İkincisi, bu görevlerin pratikte uygulamasında karşı karşıya olduğumuz zorlukların farkındayız. Yani zor koşullarda mücadele ediyoruz. Yerine getirilmesi gereken her devrimci görevin bizden büyük fedakarlıklar yapmamız gerektiği gerçeğini, özverili, yaratıcı bir çalışma yürütmemiz gerektirdiğini gösteriyor.
Üçüncüsü, analizlerimizde objektif değerlendirmeler yapmak, somut görevler belirlemek için, yaşadığımız coğrafyada ve bölgemizdeki tüm gelişmeleri dünyadaki gelişmelerle bağlantılı olarak ele almalıyız. Emperyalizmin yarı-sömürgesi olan bir ülkenin iç ve dış politikasını emperyalizmden soyutlamak, bağımsız payeler biçmek gerçekleri ters yüz etmektir.
Demokratik halk devrimi sürecinde anti-emperyalist mücadelenin gerekliliğini, tarihsel önemini yeteri kadar kavramamaktır.
Açık ki, kolektif iradenin tüm kararları bu ve benzeri çok yönlü ve kapsamlı değerlendirmeler ışığında ele alınıp değerlendirilmediği müddetçe yanılgılı sonuçlara varmak kaçınılmaz hale gelir. Bizler dünyadaki gelişmelerden, değişimlerden kopuk, ıssız bir adada yaşamıyoruz.
Bilakis tüm ana çelişmelerin hissedildiği bir coğrafyada yaşıyoruz. Bu demektir ki, bu nesnel durumdan soyut bir analiz yapmak, görev belirlemek, pratik olarak mümkün değildir.
Somut görevler bu genel tablo kavrandığı oranda belirlenir. Diğer bir anlatımla bu görevler yerine getirildiği oranda, genel tabloyu kavramak daha da kolaylaşır.

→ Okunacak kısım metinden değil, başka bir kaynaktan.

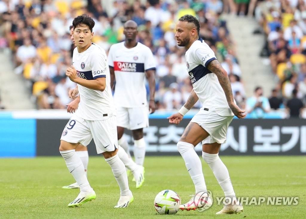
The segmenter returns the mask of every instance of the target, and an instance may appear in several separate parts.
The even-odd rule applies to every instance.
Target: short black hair
[[[200,33],[200,22],[195,17],[190,14],[186,14],[180,18],[178,20],[181,21],[187,21],[188,23],[193,23],[196,27],[198,34]]]
[[[87,14],[79,15],[73,19],[72,25],[73,26],[73,31],[77,27],[85,24],[88,26],[90,30],[90,32],[92,32],[92,28],[95,26],[95,21],[92,18]]]
[[[257,86],[255,88],[255,92],[256,92],[259,89],[262,89],[262,88],[260,86]]]

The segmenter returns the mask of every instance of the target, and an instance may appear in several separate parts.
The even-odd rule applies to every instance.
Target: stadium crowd
[[[250,8],[255,7],[255,18],[267,34],[264,50],[279,79],[265,109],[256,102],[256,106],[253,106],[254,103],[250,105],[253,102],[252,99],[247,101],[235,45],[222,16],[222,13],[243,15],[248,3],[232,0],[118,0],[114,2],[111,9],[106,10],[100,0],[2,0],[0,48],[9,47],[13,51],[15,73],[22,74],[29,82],[38,108],[65,109],[71,100],[68,91],[75,85],[65,74],[72,62],[73,46],[69,27],[73,19],[84,13],[93,18],[96,25],[93,41],[106,51],[111,45],[124,40],[123,24],[132,20],[138,25],[138,41],[151,48],[157,63],[157,108],[178,109],[192,87],[186,66],[185,49],[177,46],[174,37],[175,24],[179,17],[189,14],[199,19],[200,36],[228,72],[241,108],[252,111],[259,107],[266,111],[270,105],[275,109],[283,107],[293,96],[295,89],[297,99],[304,105],[304,1],[255,1],[249,4]],[[249,8],[249,14],[253,9]],[[200,106],[198,102],[194,107]]]
[[[306,3],[259,1],[254,15],[266,36],[261,55],[268,57],[277,81],[271,107],[284,105],[291,117],[298,117],[306,103]]]

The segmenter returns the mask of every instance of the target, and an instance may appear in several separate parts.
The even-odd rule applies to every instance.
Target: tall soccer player
[[[72,41],[73,45],[75,48],[76,46],[74,39],[73,39],[73,26],[70,26],[70,38]],[[74,95],[74,94],[73,94]],[[79,96],[78,98],[78,99],[74,99],[70,103],[67,104],[67,111],[68,113],[73,113],[77,109],[79,103],[80,102]],[[85,174],[87,176],[87,169],[88,166],[88,163],[89,157],[88,156],[88,151],[87,150],[87,147],[84,147],[80,144],[76,148],[76,154],[81,158],[82,162],[84,165],[84,169],[85,171]],[[79,188],[80,186],[76,182],[71,184],[69,185],[65,185],[63,186],[63,188]]]
[[[73,39],[73,26],[72,26],[70,28],[71,38],[72,40],[73,43],[75,45],[75,42]],[[78,107],[80,98],[80,95],[77,96],[76,95],[78,92],[78,88],[77,86],[75,89],[69,91],[70,93],[69,95],[74,99],[67,104],[67,111],[69,113],[75,113]],[[134,162],[131,158],[130,156],[128,154],[123,148],[121,149],[121,147],[118,145],[118,150],[117,151],[118,156],[124,163],[126,168],[131,171],[133,174],[135,179],[136,188],[139,188],[142,186],[144,181],[144,168],[143,167],[138,165]],[[87,147],[84,146],[80,144],[76,148],[76,153],[81,158],[85,168],[85,173],[87,176],[87,166],[89,160]],[[80,186],[76,182],[69,185],[63,186],[62,188],[80,188]]]
[[[167,118],[170,123],[179,124],[200,100],[203,106],[185,129],[177,143],[177,149],[194,184],[196,196],[207,190],[201,160],[194,150],[194,147],[202,142],[203,159],[212,171],[225,197],[235,200],[237,198],[228,171],[218,153],[221,144],[226,142],[227,128],[234,115],[243,118],[246,114],[245,110],[241,110],[236,104],[226,72],[211,49],[199,38],[200,29],[199,21],[189,15],[181,17],[177,24],[175,38],[178,45],[187,50],[185,57],[193,89],[178,112]],[[211,204],[209,196],[206,201],[207,204],[204,209]],[[230,204],[225,205],[216,214],[239,213],[243,209],[237,201]],[[198,207],[193,198],[179,207],[188,210]]]
[[[91,18],[85,14],[78,16],[73,25],[76,47],[73,51],[73,65],[66,74],[78,84],[81,98],[78,110],[64,128],[59,150],[80,186],[80,192],[68,206],[78,206],[96,198],[84,165],[75,153],[80,144],[87,145],[93,138],[97,153],[103,155],[120,188],[120,198],[114,207],[126,207],[134,197],[129,188],[124,164],[117,154],[116,115],[106,55],[91,42],[95,22]]]
[[[143,128],[149,126],[149,113],[155,111],[156,65],[150,48],[136,40],[136,22],[126,21],[123,33],[125,40],[112,45],[108,56],[111,85],[116,81],[114,97],[118,116],[118,144],[129,153],[128,142],[123,136],[125,128],[132,130],[135,162],[143,166],[146,153]],[[150,89],[148,106],[145,77]]]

Bugün kapitalist emperyalizmin krizi giderek derinleşiyor. Bu nedenle yeni bir emperyalist savaş tehlikesi de giderek belirgin bir hale geliyor. Bilindiği gibi, kriz dönemlerinde işsizlik artar, başta sanayi proletaryası olmak üzere, işçi ve emekçiler büyük bir yoksulluğun içine sürüklenir.
Sermayenin yeniden hızlı bir birikim sürecine girmesi için, ücretler düşürülür. Böylesi kriz dönemlerinde küçük tekeller büyük tekeller tarafında yutulur. Böylece sermaye daha da merkezileşir. Bugün dünyanın farklı coğrafyalarında bu gerçekler sonuçlarıyla birlikte karşımızda durmaktadır.
Daha genel manada ifade edecek olursak, yer küremiz, bir avuç emperyalist devletin sömürge ve yarı-sömürgesi durumundadır. Bir yanda tekellerin çıkarları için sürdürülen sınırsız sömürü, haksız savaş kundakçılığı ve silahlanma özgürlüğü, diğer yanda yüz milyonlara dayatılan ücretli kölelik, işsizlik ve yoksulluk!
Elbette ki bu durum kaçınılmaz olarak emperyalizm ile ezilen halklar arasındaki çelişkiyi daha da derinleştirecektir.
Dün olduğu gibi bugün de emperyalizm can çekişen, çürüyen kapitalizmdir. Dolayısıyla varlığını, toplumun geniş kesimlerde yaratmış olduğu özgürlüğe ve refaha değil, bilakis kurmuş olduğu sömürü sistemine ve zorbalığa borçludur.
Sınıf bilinçli proletaryanın her koşulda ezilen dünya halklarına emperyalist boyunduruğa, sömürüye karşı ayağa kalkın çağrısı bu nesnel durumun somut sonucudur. Bu çağrılara kulak vermek, emperyalist savaş tehlikesine karşı en geniş anti emperyalist birlikler kurmak güncel bir görevdir.
Bu görevler “emperyalist savaşa karşı çık, devrimde ısrar et” perspektifine uygun olarak yerine getirilmelidir.